Dans ma mémoire, j’entends encore le timbre et la voix de mon père, empreints de respect, lorsqu’il utilisait le terme Sifu (« Maître » en chinois cantonais). Etant petite, sans aucune explication, je comprenais que ce terme revêtait un titre honorifique sans équivoque. Il désignait un Grand Maître détenteur du savoir et du savoir-faire d’un art (martial, spirituel ou autre). Celui qui a cheminé avant et plus loin que les autres et qui peut enseigner. Il n’y a aucune confusion possible entre ce « Grand Maître détenteur du savoir et savoir-faire d’un art » et le « maître d’école ». Dans beaucoup de langues asiatiques, il existe 2 titres honorifiques différents pour désigner l’un et l’autre – cantonais : Sifu vs Sinsan ; mandarin : Shifu vs Laoshu ; laotien : A tchan vs Naï khou ; vietnamien : Th?y vs Giáo ; cambodgien : Me vs Krou ; etc.
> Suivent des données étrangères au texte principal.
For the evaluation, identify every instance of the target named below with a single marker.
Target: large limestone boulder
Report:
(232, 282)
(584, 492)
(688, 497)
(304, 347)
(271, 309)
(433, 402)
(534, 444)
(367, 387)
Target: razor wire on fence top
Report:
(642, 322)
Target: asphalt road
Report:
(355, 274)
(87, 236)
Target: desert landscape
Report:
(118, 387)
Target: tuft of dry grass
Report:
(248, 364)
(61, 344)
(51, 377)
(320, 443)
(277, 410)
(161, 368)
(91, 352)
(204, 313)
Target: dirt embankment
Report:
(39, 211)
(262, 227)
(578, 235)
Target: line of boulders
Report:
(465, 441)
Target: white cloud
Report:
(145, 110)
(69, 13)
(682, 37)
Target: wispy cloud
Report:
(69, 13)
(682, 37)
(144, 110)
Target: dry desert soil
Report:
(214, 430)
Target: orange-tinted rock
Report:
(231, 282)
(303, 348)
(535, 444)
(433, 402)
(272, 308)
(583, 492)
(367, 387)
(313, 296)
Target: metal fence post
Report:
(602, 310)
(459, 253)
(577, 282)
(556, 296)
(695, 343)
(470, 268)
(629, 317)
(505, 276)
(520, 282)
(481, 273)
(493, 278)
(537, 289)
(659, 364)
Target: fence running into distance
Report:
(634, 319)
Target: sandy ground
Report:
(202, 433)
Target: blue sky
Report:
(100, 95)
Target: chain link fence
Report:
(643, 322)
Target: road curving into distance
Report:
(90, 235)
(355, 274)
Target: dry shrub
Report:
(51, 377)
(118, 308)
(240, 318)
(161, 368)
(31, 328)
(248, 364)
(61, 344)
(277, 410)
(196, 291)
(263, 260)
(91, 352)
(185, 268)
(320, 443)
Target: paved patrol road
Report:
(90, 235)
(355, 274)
Dans la langue japonaise, il n’y a pas 2 termes différents pour désigner le maître d’art martiaux et le maître d’école. Toutefois, voici une interprétation du terme Sensei : « Celui qui était là avant moi, qui est garant du savoir et de l’expérience d’une technique ou d’un savoir-faire ». Ce qui rejoint quelque peu la notion de Sifu mentionnée plus haut.

Ce que je comprends de ma culture, c’est que ce titre de Sifu ne s’obtient pas par un diplôme. Il est conféré par la conscience collective ou plutôt la reconnaissance collective : des élèves puis des pairs exerçant le même art et finalement d’une majorité de personnes exerçant cet art ou non. Ce titre se perd lorsque cette reconnaissance se perd, il s’intensifie lorsque cette reconnaissance prend de l’ampleur.

Dans l’enseignement du Reiki, je souris en pensant à ce que pourrait être un chemin de Reiki inculqué avec les codes de la discipline ancestrale. Cela peut paraître caricatural mais le film Karaté kid illustre parfaitement bien ce tableau. Un élève fait ce que son maître lui dit. Même s’il ne comprend pas pourquoi il le fait, même si c’est fastidieux et futile en apparence. Le maître a dit, alors il fait. Ce n’est que lorsque l’élève a compris pourquoi il le fait qu’il peut accéder au niveau supérieur. Du coup, les passages de degrés peuvent être longs !!

L’évolution de l’élève repose alors beaucoup sur l’enseignant. Ce dernier a la responsabilité de cibler les points forts et les faiblesses de son apprenant. Il doit aussi orienter et adapter son enseignement à l’élève et ce, même s’il a plusieurs élèves. C’était donc tout à fait logique, pour moi, d’apprendre qu’Usui Sensei et Mme Takata n’avaient pas transmis exactement le même enseignement à chacun de leurs élèves. Peut-être avaient-ils décelé les prédispositions de chacun ?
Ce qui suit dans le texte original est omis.